Tesettürün kadına kazandırdığı kıymet


Adına “yüksek sosyete” dedikleri bir toplantıda genç şair konuşuyor
-Bütün sır örtüde… Kadın soyundukça vazıhlaşıyor (manası anlaşılıyor),
böyle olunca da mana peçesi düşmüş bir şiir gibi basitleşiyor,
yavanlaşıyor, çirkinleşiyor…


Kadınlı erkekli bir kahkahadır koptu.
Mini etekli bir kız haykırdı:
-Paradoks! Buna paradoks derler!
Genç şair acı acı güldü:
-Size, üniversiteli sayın bayan, içinde yaşadığınız dünya, fikre
fikirle karşılık vermeyi öğretmiyor da teker kelimelik klişeler
belletiyor. Kutudan fiş çekercesine her fikrin tek kelimelik yaftasını
çıkarıyorsunuz, o kadar… Sonra da “saçma” yerine (paradoks) demekle,
hastalığı teşhis etmiş bir doktor edasına bürünüyorsunuz!

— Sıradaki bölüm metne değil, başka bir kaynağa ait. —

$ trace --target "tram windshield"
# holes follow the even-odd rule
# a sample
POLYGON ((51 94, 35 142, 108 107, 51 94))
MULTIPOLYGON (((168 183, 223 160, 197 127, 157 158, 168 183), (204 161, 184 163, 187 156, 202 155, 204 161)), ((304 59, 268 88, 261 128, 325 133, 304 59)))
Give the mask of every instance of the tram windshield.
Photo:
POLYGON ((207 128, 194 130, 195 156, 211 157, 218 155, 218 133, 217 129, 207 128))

Bu defa kahkahalar daha sert patladı.
Genç şair devam etti:
-Bütün sır örtüde… Örtü, kadının manasına, aranması, bulunması,
erişilmesi lazım bir derinlik veriyor. O manayı zorlaştırıyor,
giriftleştiriyor, kıymetlendiriyor. İdeal… İdeal işte budur. Aranması,
bulunması, erişilmesi gereken gaye… Kadın vücuduyla idealden bir
çizgidir. Ve mutlaka perde arkasında, göz ufkunun gerisinde el uzanır
uzanmaz tutulamayacak bir noktada olmalıdır.
Bir ses yükseldi:
-Sen, yobazların savunduğu şeylerin mükemmel bir avukatı olabilirsin!

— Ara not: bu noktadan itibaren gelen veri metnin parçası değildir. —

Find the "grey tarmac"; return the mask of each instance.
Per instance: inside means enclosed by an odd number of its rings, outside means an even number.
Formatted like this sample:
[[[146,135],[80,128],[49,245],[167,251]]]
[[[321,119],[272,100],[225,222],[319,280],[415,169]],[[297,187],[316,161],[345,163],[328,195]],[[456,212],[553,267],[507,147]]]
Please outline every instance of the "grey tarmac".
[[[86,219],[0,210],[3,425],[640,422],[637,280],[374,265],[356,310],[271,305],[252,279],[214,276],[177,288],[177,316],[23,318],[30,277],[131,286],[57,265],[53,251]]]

-Ben, yobaz dediklerinizin gerçeklerine tamamıyla inanıyorum! Sahte
olmayan, her şeyin hesabını veren tek dünya onlarındır. Bu gerçeklerin
kıymetini de estetik planda göstermeye çalışıyorum.
Kahkahalar kasırgalaştı. Mini etekli kız atıldı:
-Şimdi ben çarşafa girecek, sadece iki gözüm ve burnumu dışarıda bırakacak olursam sizin için ideal kadın mı olurum?
-Dinin kadın vücudunda mahrem nokta olarak görünmesini yasakladığı
yerler, kadında büyük mananın sınır çizgilerinden başlar. Erkeğin
hayali bu çizgilerin ötesindedir ve onlar muhafazalı olduğu nispette
çekicidir.
Genç şair sesini yükseltti:
-Siz, bütün ilericiler, kadını kurtarmak ve nadide bir yemiş gibi
ortaya koymak isterken onu, en aziz mana ve tesiriyle öldürüyorsunuz!
Kadını yok ettiğini sandığınız dine karşı onu katil elinden
kurtarırcasına kapıp, kasap çengellerinde kuyruğu fiyonklu bir ceset
haline getiren, yani gerçekten yok eden sizsiniz!
Sonra dönüp, gözlerini mini etekli kıza dikti:
-Siz diz kapaklarınızdan birer karış yukarısına açık vücudunuzda mahrem
nokta tanımadığınızı ilan ederken, diz kapaklarınızdan yukarısına ait
bütün tesirinizi kaybettiğinizin farkında mısınız? Erkeğin hasret ve
kıymet hükmünü öldürerek mi kıymetleneceksiniz? Siz, vücudunuzun
neresini açarsanız, o noktayı kesip atmış gibi kaybediyorsunuz!